New Treasures: California Bones and Pacific Fire by Greg van Eekhout
What we have here is a pair of novels in an intriguing new dark fantasy series which were both released last month — California Bones in paperback, and Pacific Fire in hardcover.
California Bones is the first; it was published in hardcover by Tor last year. It’s an epic adventure set in a world similar to our own, in the Kingdom of Southern California, in a city of canals and secrets and casual brutality.
Here’s the blurb:
When Daniel Blackland was six, he ingested his first bone fragment, a bit of kraken spine plucked out of the sand during a visit with his demanding, brilliant, and powerful magician father, Sebastian.
When Daniel was twelve, he watched Sebastian die at the hands of the Hierarch of Southern California, devoured for the heightened magic layered deep within his bones.
Now, years later, Daniel is a petty thief with a forged identity. Hiding amid the crowds in Los Angeles — the capital of the Kingdom of Southern California — Daniel is trying to go straight. But his crime-boss uncle has a heist he wants Daniel to perform: break into the Hierarch’s storehouse of magical artifacts and retrieve Sebastian’s sword, an object of untold power.

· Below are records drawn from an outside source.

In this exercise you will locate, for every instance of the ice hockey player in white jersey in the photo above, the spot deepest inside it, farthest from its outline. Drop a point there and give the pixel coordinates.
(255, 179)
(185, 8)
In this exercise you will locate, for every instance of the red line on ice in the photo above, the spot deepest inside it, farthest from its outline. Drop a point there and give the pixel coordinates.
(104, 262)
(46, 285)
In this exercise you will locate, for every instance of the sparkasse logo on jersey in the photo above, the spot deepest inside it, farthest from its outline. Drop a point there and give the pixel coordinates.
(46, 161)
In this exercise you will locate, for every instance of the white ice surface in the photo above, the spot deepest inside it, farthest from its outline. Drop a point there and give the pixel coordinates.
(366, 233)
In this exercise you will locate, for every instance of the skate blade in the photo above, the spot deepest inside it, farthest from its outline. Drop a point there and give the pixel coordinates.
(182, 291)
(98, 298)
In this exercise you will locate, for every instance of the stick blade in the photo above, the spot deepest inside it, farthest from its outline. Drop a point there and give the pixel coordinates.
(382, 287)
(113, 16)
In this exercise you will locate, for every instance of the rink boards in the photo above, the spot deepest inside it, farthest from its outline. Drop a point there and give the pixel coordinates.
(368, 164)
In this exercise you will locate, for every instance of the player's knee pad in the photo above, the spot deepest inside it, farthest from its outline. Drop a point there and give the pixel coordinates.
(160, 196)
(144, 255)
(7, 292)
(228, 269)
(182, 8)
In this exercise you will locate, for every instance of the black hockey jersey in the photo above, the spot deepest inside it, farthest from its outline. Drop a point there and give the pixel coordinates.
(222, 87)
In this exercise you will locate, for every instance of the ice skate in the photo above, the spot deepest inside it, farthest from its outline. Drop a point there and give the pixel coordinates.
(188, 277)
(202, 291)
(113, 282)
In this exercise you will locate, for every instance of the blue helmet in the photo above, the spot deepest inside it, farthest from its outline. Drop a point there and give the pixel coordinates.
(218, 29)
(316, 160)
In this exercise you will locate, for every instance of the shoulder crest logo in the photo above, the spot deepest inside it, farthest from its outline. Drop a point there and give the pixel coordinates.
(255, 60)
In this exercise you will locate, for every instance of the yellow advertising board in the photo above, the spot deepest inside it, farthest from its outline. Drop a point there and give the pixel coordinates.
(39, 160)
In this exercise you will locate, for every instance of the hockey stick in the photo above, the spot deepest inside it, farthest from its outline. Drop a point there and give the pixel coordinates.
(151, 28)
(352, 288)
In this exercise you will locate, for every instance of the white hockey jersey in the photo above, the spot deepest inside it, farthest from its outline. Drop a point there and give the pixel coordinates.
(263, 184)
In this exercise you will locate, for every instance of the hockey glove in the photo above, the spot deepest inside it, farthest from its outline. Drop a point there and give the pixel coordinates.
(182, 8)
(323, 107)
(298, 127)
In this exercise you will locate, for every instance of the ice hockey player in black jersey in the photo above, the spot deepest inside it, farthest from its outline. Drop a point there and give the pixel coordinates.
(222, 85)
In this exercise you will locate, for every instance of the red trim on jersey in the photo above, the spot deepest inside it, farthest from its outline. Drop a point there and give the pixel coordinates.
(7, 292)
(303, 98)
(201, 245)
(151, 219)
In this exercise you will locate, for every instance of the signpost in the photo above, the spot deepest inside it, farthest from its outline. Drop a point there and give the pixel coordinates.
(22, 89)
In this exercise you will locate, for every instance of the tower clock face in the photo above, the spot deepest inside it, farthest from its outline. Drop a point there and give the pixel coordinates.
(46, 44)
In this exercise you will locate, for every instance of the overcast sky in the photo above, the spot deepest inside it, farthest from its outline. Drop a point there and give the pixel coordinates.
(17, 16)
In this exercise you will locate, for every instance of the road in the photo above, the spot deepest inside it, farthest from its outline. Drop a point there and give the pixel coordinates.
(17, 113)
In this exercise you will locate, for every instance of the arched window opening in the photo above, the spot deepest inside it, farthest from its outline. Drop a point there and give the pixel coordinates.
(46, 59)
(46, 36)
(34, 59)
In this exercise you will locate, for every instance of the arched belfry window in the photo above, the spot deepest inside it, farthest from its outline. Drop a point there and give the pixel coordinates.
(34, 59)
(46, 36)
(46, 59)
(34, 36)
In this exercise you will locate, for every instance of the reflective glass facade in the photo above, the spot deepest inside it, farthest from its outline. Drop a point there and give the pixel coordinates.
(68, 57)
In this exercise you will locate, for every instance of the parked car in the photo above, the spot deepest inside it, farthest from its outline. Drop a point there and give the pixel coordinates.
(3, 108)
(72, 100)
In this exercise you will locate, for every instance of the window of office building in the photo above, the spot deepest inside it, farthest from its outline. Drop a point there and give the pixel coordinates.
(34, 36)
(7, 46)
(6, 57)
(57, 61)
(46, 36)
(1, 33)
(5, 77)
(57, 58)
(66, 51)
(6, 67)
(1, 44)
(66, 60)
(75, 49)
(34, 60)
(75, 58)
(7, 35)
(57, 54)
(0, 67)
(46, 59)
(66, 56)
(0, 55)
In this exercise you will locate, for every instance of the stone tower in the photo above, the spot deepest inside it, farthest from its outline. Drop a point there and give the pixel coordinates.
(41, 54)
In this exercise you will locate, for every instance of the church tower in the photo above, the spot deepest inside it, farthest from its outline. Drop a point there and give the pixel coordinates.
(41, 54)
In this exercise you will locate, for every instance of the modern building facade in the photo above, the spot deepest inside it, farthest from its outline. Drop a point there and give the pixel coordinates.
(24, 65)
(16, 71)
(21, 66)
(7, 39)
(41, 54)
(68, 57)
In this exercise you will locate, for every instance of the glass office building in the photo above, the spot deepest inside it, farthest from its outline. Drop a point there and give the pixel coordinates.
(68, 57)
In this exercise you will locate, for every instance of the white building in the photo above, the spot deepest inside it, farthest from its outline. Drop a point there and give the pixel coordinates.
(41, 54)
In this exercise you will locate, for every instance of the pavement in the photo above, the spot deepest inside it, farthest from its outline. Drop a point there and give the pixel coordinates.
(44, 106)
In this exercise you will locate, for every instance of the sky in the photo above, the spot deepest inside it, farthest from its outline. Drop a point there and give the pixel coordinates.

For this dangerous mission, Daniel will need a team he can rely on, so he brings in his closest friends from his years in the criminal world. There’s Moth, who can take a bullet and heal in mere minutes. Jo Alverado, illusionist. The multitalented Cassandra, Daniel’s ex. And, new to them all, the enigmatic, knowledgeable Emma, with her British accent and her own grudge against the powers-that-be. The stakes are high, and the stage is set for a showdown that might just break the magic that protects a long-corrupt regime.
California Bones was published by Tor Books on January 6, 2015. It is 320 pages, priced at $14.99 in trade paperback and $9.99 for the digital edition.
The sequel, Pacific Fire, arrived in January; it returns to the world of California Bones, but features new characters and focuses a dangerous magical plot unfolding in Los Angeles.
I’m Sam. I’m just this guy.
Okay, yeah, I’m a golem created from the substance of his own magic by the late Hierarch of Southern California. With a lot of work, I might be able to wield magic myself. I kind of doubt it, though. Not like Daniel Blackland can.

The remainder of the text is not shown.